いろいろと私の身の上を案じてくださる職場の先輩が「君の文章は硬い。しかも、何を言っているのか分からない」というご指摘をくれた。

学者アカデミシャンの文章はこれぐらい難解じゃないと勤まらねぇや」と、啖呵を切って居直ることもできた。だが、待てよ——。私の脳裏に一筋の疑問が浮かんだ。もしかして、私の文体は老化しているのではないか?
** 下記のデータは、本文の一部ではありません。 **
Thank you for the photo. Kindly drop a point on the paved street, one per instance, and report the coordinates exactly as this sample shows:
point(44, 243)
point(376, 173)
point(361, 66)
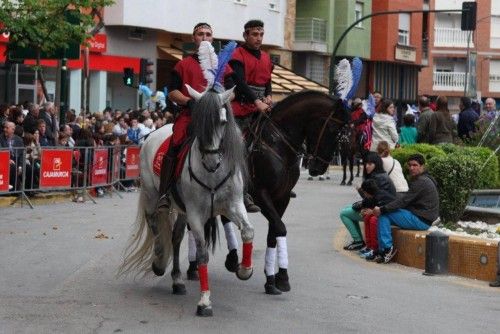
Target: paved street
point(58, 264)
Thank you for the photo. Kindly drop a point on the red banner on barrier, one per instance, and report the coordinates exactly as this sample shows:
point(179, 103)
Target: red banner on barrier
point(55, 171)
point(4, 170)
point(100, 167)
point(116, 163)
point(132, 160)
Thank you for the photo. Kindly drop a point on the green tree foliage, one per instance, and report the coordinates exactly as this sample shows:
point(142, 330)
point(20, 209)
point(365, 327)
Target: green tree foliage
point(456, 175)
point(42, 26)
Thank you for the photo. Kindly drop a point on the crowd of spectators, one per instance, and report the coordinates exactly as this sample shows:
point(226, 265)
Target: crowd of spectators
point(28, 127)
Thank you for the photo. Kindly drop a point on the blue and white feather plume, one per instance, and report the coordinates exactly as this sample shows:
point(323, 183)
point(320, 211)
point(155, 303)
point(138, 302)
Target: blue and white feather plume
point(225, 56)
point(343, 78)
point(357, 70)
この頃は小説、エッセイなど、優しい、柔らかい文体で書かれた文学作品を読んでいなくて(しかし、それでも私は古語、漢語を多用した硬質な文体が好きだ)、***大学の教授が書いたような、折り目正しい、きちんとした論文、評論などを読んでいる。感覚では書かれていない、観念的な、概念で書かれた文章である。市井の文士が書いたのではない。尖塔に閉じこもる文学者が書いた文章である。これはたぶん、私の気質、私の資質の半分を占めていて、読むと頭がすっきりする、爽快な気持になる。もっとハッキリ言ってしまうと、頭が良くなったと錯覚する(実際、よくなっているのだろう)。私は試したことはないし、今後もその予定はないと、ここで断りを入れるが、衒学で難解な文章は覚醒剤に似ているのではないだろうか。それを読解、読破すると、脳内でドパミンなどの報酬系神経伝達物質が放出されていることは間違いない。
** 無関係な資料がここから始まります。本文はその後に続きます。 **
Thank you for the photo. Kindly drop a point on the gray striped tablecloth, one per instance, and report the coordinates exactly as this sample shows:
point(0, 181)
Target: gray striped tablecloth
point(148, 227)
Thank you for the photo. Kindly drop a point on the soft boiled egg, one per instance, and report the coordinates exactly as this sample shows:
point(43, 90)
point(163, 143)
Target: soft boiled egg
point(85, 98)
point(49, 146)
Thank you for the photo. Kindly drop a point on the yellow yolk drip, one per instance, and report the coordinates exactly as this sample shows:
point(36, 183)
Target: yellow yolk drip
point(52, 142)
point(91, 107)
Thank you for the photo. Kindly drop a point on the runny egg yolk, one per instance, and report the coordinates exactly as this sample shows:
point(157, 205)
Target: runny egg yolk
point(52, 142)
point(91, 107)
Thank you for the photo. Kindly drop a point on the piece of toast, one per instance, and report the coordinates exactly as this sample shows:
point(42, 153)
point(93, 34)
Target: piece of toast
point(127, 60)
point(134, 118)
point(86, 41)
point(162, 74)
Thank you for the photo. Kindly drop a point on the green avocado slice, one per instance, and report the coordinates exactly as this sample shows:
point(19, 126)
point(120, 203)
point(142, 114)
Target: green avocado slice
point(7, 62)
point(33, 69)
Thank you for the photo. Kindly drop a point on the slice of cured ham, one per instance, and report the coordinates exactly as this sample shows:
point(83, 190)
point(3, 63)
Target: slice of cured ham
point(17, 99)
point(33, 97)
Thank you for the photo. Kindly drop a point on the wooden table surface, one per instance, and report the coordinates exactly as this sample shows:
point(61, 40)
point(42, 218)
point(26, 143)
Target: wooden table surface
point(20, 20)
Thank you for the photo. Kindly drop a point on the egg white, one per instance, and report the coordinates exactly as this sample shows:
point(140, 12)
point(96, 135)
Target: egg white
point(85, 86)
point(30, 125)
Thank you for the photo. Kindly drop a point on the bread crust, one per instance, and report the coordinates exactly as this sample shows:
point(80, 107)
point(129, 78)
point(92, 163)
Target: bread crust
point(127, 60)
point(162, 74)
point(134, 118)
先日、小岩のバーで飲んでいたら、隣の飲み友達に「君はピエール瀧に似ている。あるいはピエール瀧ふうだ」と言われた。確かに瞼は重たい。顔は青白い。とまれ、私には物質依存の傾向があるのだろう。——「兼子くんは政治学に依存している。政治学に凭れ掛かっている」という、昔の学友の指摘をふと、夜更けに思い出したのだった。